Balance sheet, profit and loss records necessary
by Jimmie Wilkins

Solvency

Jimmie Wilkins

A.

B.

Is your business solvent? About the only way you can really know the answer is if you “manage by the books”, i.e. you have a familiarity with your financial statements... I am a firm believer that 90% of all answers to business viability can be found by examining the Balance Sheet and the Profit and Loss. If you do not have these financial records – get them. If it means bringing in an accountant or taking it to a CPA – make it happen. You need to know the value of your business and subsequently, it’s potential.

I admit it is difficult to determine the value of a small business. As a going concern, it has the value of its profits and the intangibles such as goodwill and market share in addition to the net asset value. To determine if your business is solvent, look at your business from an outside financial perspective. We are not discussing future potential, just a picture of where you are today.

An orderly liquidation of your business might bring the cost value of inventory and less than top resale value of machinery and equipment. In the case of liquidation, most goodwill and other intangibles have less worth but the name and current accounts receivable may be salable. A forced liquidation of your assets will bring only pennies on the dollar, and most small businesses would not be considered solvent if forced into such a sale.

Could you sell the business as a going concern?
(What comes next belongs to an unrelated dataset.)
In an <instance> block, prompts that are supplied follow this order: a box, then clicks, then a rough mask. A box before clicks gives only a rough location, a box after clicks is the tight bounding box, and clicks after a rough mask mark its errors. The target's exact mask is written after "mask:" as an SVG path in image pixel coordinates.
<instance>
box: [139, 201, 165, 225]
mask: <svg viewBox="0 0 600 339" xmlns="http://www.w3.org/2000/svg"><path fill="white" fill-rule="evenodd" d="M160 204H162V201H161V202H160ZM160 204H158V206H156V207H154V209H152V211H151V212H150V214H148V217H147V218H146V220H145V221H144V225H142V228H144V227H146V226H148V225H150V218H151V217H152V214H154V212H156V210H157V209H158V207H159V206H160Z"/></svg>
Here there is value to the goodwill, name and customer base but be careful about overvaluing in this case. If you did sell the business, would the sale price be sufficient to retire all outstanding secured debt? What about unsecured debt? And don’t forget to consider the personal guarantees you and you partners have outstanding. Remember, I am suggesting you look at a worst-case scenario. Only this way can you step outside and “manage by the books”.

The second test of solvency would be a look at the value of tangible assets, including property, machinery, equipment and inventory sold in an orderly fashion over time. Would this type of sale realize enough cash to retire the business debt? If so, you are still in the area of a solvent business.

A good test of solvency will be to draw a balance sheet of sale values of your assets and see what the net worth would be if you conducted a sale of your business. Like I said earlier, few businesses can stand a distressed liquidation so look at this exercise in light of realistic value (neither inflated nor deflated).

This type of exercise should give you a realistic view of the solvency of your business.